Praziquantel treatment during pregnancy caused a boost in antibody levels against SWA and to a limited extent SEA; although a significant drop in levels of IgG4 against SEA was observed. These boosts in antibodies at six weeks post-treatment were consistent with those observed at five weeks post-treatment [36], three months post-treatment [37] and at six months post-treatment [27] among S. mansoni infected non-pregnant individuals in endemic areas. Similar increases in antibodies were recently reported following treatment among non-pregnant adults from a new focus of S. mansoni infection [38]. The decline in the level of IgG4 against SEA following praziquantel treatment was also consistent with findings reported among non-pregnant individuals [37, 39]. The boost in IgE against SWA was less marked than for other antibodies against SWA. It is possible that six weeks after treatment could have been too short a follow-up time to observe a significant boost in levels of IgE against SWA. This was consistent with other studies where post-treatment levels of IgE against SWA were not significantly boosted at three weeks [26] and five weeks [36], following treatment, suggesting that this particular isotype remains relatively stable over time among adults in S. mansoni endemic areas.

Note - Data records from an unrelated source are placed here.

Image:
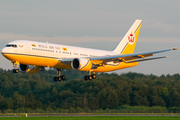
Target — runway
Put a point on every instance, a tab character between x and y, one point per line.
78	115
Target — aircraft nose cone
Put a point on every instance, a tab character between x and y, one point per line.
2	51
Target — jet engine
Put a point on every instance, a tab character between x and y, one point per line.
81	64
30	68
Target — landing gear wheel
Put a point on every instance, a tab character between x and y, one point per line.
55	79
59	79
63	77
86	78
90	77
93	76
15	70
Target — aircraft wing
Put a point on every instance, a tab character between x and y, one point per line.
135	57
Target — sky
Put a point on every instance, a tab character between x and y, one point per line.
99	24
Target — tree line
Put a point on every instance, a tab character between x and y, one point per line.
107	91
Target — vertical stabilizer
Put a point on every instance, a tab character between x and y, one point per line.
128	43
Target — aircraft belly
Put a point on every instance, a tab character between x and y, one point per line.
108	68
32	60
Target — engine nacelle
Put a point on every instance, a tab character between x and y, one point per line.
81	64
29	68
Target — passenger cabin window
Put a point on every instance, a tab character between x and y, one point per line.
11	45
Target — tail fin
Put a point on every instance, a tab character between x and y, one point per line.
128	43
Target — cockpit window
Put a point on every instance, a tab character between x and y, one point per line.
11	45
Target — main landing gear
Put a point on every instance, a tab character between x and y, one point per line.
90	76
15	70
60	77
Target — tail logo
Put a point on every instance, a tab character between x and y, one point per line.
131	38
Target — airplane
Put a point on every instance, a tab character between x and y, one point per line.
32	56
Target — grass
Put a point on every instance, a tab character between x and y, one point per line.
95	118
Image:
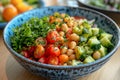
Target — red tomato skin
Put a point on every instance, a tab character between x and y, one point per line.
52	37
69	32
53	50
53	60
39	51
42	59
25	54
79	17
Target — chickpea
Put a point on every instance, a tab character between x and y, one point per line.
72	44
64	50
72	57
61	33
64	27
74	37
69	52
96	55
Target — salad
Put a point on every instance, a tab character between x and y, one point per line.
11	8
106	4
60	39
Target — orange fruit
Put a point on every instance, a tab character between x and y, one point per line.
16	2
9	12
22	7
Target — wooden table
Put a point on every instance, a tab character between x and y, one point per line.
12	70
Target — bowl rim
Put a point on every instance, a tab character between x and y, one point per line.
3	24
97	8
38	64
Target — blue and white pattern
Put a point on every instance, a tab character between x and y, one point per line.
62	72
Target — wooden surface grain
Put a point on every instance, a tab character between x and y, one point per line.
10	69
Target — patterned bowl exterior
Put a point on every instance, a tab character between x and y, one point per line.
62	72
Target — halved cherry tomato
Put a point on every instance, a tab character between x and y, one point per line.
53	50
53	60
43	59
69	32
39	51
52	37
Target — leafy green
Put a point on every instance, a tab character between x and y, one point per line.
26	34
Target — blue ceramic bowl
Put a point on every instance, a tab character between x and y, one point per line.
62	72
41	4
115	15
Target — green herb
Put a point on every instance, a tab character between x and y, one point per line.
26	34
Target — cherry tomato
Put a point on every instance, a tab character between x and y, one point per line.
63	58
41	41
69	32
31	49
53	60
52	37
53	50
39	51
43	59
79	17
25	54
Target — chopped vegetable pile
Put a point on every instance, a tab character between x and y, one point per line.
106	4
60	39
11	8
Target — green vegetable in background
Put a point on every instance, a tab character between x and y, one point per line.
26	34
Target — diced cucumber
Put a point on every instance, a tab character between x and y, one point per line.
103	51
95	31
106	42
94	43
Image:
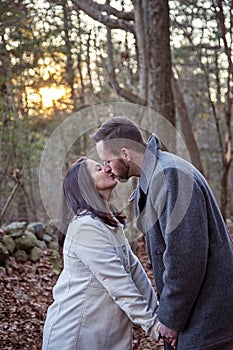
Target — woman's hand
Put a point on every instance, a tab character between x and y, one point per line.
169	335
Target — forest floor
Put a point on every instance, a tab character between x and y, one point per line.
26	293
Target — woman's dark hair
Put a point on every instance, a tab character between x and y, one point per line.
81	197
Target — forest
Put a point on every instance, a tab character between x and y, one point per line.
68	65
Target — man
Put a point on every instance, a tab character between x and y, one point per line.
188	244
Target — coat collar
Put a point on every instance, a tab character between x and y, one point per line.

Although boosts in schistosome antigen-specific antibody response were observed during pregnancy, these were generally lower, and post-treatment antibody levels were lower, compared with treatment after delivery. However, in spite of this, the data did not show evidence that pregnancy and having lower boosts in schistosome antigen specific antibody isotypes had any significant impact on the efficacy of praziquantel treatment against S. mansoni. Suppression of the boosts in antibodies during pregnancy may, however, have effects on resistance to reinfection. Due to limited follow-up time and since all the women received praziquantel treatment after delivery, the impact of treatment during pregnancy on susceptibility to reinfection after treatment was not explored. Therefore, further studies might be necessary to examine the long-term implications of the suppression of boosts in some of the antibody isotypes following treatment during pregnancy.

Conclusion

This study, the first to examine the impact of praziquantel treatment during pregnancy, has shown that S mansoni antigen-specific antibody levels and praziquantel-induced boosts in the antibody levels are broadly low during pregnancy, but that this is not associated with any major reduction in the efficacy of praziquantel in the treatment of light to moderate intensity S. mansoni infections: a result that is reassuring from a public health perspective. Effects of pregnancy on the response to praziquantel among populations with higher S. mansoni infection intensities, and among women with S. haematobium or S. japonicum, and the long-term implications of these findings, particularly in relation to resistance to re-infection, remain to be explored.